Tuesday, February 21, 2023 - 4:00pm to 5:30pm

Event Location: 

  • Humanities and Social Change Center @ Robertson Gym 1000A

Event Price: 

Free and open to the public. Must RVSP by 2/21.

Event Contact: 

Dusty Hoesly (hoesly@ucsb.edu)

In his recent book, Cooperation without Submission: Indigenous Jurisdictions in Native Nation-US Engagements (University of Chicago Press, 2021), Justin Richland examines the language employed by Native American Tribes and U.S. government agencies in meetings between them.  Richland shows how Tribes conduct these meetings using language that demonstrates their commitment to  nation-to-nation interdependency, while federal agents approach these consultations with the assumption that federal law is supreme.

For this seminar-format discussion, readings will be pre-circulated to attendees. Please email Dusty Hoesly (hoesly@ucsb.edu) to RSVP by Feb. 21.

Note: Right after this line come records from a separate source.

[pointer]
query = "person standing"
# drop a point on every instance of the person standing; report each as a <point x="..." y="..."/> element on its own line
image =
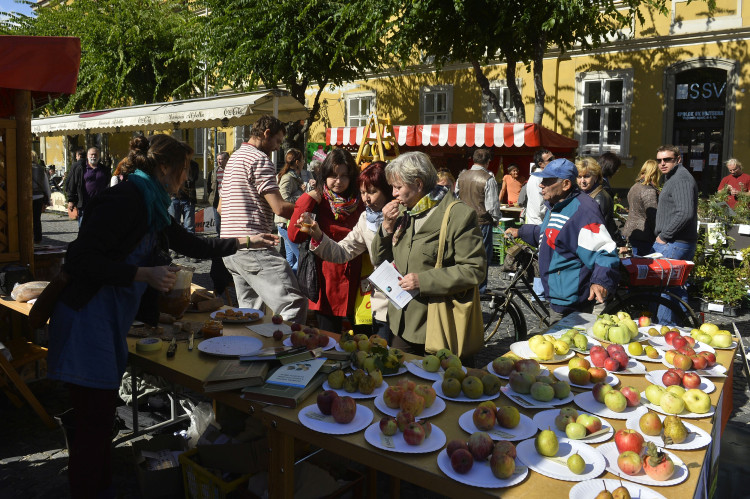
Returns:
<point x="249" y="198"/>
<point x="86" y="182"/>
<point x="477" y="188"/>
<point x="737" y="183"/>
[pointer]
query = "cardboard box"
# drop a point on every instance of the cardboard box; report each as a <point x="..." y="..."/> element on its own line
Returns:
<point x="163" y="483"/>
<point x="657" y="271"/>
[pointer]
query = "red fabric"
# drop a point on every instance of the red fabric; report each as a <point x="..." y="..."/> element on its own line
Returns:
<point x="46" y="65"/>
<point x="340" y="280"/>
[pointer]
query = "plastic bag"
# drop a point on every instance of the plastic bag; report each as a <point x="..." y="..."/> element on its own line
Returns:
<point x="28" y="291"/>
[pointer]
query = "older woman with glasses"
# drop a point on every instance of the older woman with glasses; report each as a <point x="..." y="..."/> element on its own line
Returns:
<point x="408" y="237"/>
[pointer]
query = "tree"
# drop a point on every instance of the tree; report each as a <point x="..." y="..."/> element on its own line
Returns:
<point x="128" y="50"/>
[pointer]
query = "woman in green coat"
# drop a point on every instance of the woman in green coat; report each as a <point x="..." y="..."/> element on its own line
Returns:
<point x="408" y="237"/>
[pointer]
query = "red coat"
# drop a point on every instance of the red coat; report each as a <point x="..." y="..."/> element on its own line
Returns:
<point x="339" y="282"/>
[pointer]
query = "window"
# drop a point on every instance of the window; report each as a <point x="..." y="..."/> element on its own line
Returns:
<point x="603" y="103"/>
<point x="358" y="108"/>
<point x="503" y="94"/>
<point x="436" y="104"/>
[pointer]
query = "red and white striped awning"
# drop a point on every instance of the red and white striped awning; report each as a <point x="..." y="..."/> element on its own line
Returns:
<point x="462" y="134"/>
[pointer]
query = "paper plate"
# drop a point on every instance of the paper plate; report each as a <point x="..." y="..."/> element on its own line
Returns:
<point x="562" y="373"/>
<point x="684" y="414"/>
<point x="230" y="346"/>
<point x="524" y="430"/>
<point x="697" y="438"/>
<point x="556" y="467"/>
<point x="546" y="420"/>
<point x="461" y="397"/>
<point x="238" y="321"/>
<point x="522" y="349"/>
<point x="610" y="453"/>
<point x="543" y="372"/>
<point x="633" y="367"/>
<point x="311" y="417"/>
<point x="587" y="402"/>
<point x="356" y="395"/>
<point x="480" y="474"/>
<point x="591" y="488"/>
<point x="331" y="342"/>
<point x="396" y="443"/>
<point x="436" y="408"/>
<point x="655" y="377"/>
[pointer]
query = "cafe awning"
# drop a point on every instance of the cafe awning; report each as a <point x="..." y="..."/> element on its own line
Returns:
<point x="229" y="110"/>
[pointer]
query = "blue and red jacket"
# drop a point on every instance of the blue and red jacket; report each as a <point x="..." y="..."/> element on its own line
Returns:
<point x="575" y="251"/>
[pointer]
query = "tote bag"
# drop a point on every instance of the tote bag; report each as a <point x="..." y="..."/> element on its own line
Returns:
<point x="454" y="322"/>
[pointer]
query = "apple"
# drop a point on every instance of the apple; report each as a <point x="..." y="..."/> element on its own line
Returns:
<point x="631" y="440"/>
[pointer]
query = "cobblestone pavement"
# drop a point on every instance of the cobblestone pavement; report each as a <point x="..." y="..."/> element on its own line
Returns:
<point x="33" y="459"/>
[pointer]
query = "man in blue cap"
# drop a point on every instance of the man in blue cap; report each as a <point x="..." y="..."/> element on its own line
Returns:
<point x="578" y="262"/>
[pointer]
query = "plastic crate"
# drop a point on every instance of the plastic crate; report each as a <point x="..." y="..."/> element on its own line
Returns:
<point x="200" y="483"/>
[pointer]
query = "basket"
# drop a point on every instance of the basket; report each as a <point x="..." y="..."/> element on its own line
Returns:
<point x="202" y="484"/>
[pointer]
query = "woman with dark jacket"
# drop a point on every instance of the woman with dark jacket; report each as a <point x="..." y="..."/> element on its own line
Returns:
<point x="117" y="265"/>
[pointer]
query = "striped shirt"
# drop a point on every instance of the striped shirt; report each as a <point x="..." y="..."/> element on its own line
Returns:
<point x="248" y="176"/>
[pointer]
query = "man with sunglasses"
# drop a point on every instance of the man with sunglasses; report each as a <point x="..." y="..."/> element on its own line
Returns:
<point x="578" y="262"/>
<point x="676" y="217"/>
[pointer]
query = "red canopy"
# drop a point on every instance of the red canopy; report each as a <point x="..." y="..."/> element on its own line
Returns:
<point x="46" y="65"/>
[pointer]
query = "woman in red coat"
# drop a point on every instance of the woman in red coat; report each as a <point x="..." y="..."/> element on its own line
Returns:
<point x="336" y="205"/>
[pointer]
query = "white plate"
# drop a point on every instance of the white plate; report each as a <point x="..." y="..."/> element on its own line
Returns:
<point x="461" y="397"/>
<point x="591" y="488"/>
<point x="522" y="349"/>
<point x="230" y="346"/>
<point x="530" y="402"/>
<point x="543" y="372"/>
<point x="356" y="395"/>
<point x="524" y="430"/>
<point x="587" y="402"/>
<point x="362" y="420"/>
<point x="557" y="467"/>
<point x="243" y="310"/>
<point x="684" y="414"/>
<point x="562" y="373"/>
<point x="546" y="420"/>
<point x="480" y="474"/>
<point x="633" y="367"/>
<point x="610" y="453"/>
<point x="331" y="342"/>
<point x="396" y="443"/>
<point x="436" y="408"/>
<point x="697" y="438"/>
<point x="655" y="377"/>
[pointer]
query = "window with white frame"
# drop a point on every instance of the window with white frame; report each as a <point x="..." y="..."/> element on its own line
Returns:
<point x="603" y="102"/>
<point x="358" y="108"/>
<point x="501" y="90"/>
<point x="436" y="104"/>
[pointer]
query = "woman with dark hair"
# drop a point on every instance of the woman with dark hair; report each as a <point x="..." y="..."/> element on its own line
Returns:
<point x="336" y="205"/>
<point x="375" y="193"/>
<point x="117" y="266"/>
<point x="291" y="187"/>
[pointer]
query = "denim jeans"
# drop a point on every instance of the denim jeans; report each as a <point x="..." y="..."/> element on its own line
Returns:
<point x="183" y="211"/>
<point x="676" y="251"/>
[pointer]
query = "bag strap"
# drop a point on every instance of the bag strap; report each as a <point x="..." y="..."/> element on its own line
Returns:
<point x="443" y="231"/>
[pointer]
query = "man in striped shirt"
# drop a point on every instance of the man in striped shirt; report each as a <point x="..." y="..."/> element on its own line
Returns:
<point x="249" y="198"/>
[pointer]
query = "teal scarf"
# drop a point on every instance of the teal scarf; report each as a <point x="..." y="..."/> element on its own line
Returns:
<point x="156" y="198"/>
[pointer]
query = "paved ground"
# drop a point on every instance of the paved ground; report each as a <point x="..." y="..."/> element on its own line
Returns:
<point x="33" y="459"/>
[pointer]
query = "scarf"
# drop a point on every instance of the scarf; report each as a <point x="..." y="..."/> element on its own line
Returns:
<point x="340" y="206"/>
<point x="155" y="198"/>
<point x="423" y="206"/>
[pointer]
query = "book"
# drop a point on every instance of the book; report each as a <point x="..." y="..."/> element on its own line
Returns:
<point x="284" y="396"/>
<point x="297" y="374"/>
<point x="231" y="374"/>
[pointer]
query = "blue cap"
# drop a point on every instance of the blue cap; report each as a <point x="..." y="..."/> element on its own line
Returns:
<point x="560" y="168"/>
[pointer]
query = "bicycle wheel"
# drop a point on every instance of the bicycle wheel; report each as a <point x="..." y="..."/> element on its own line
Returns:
<point x="637" y="303"/>
<point x="503" y="323"/>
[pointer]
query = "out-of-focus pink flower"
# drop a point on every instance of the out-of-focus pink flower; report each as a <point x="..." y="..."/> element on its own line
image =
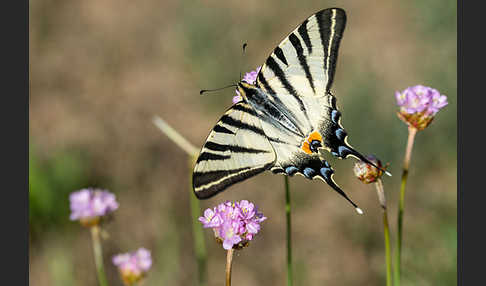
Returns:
<point x="133" y="266"/>
<point x="89" y="205"/>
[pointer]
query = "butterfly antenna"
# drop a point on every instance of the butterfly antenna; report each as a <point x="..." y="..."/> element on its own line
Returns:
<point x="211" y="90"/>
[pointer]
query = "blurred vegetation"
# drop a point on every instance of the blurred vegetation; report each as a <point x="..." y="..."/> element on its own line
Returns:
<point x="100" y="70"/>
<point x="50" y="182"/>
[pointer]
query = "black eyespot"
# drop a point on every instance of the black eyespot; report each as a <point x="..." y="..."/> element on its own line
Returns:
<point x="314" y="145"/>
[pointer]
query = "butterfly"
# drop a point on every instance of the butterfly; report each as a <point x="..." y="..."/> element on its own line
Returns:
<point x="287" y="120"/>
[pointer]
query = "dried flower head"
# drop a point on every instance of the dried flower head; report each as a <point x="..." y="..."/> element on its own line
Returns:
<point x="419" y="104"/>
<point x="234" y="223"/>
<point x="366" y="172"/>
<point x="89" y="205"/>
<point x="250" y="77"/>
<point x="133" y="266"/>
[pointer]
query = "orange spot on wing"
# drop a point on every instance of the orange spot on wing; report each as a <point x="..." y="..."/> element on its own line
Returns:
<point x="306" y="144"/>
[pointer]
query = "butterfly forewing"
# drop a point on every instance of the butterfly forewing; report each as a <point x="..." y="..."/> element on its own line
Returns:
<point x="235" y="150"/>
<point x="304" y="62"/>
<point x="287" y="120"/>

Justin B. Richland is Professor and Chair in the Department of Anthropology at the University of California, Irvine and Faculty Fellow at the American Bar Foundation. His research explores the language, culture and politics of contemporary Native American law and politics and their engagement with the US settler state. He is the author of three books, Arguing with Tradition, The Language of Law in Hopi Tribal Court (University of Chicago Press, 2008), Introduction to Tribal Legal Studies, 3rd Edition [with Sarah Deer] Rowman and Littlefield Press, 2015), and Cooperation without Submission: Indigenous Jurisdictions in Native Nation-US Engagements (University of Chicago Press, 2021). His essays have also appeared in scholarly journals including American Ethnologist, Annual Review of Anthropology, Discourse & Society, Law and Social Inquiry, and Law & Society Review. Since 2009, he has served as Associate Justice of the Hopi Appellate Court, the highest court of the Hopi Nation. In 2016, he was named a J.S. Guggenheim Fellow.

This event is co-sponsored by the UCSB Legal Humanities Initiative and the American Indian and Indigenous Collective.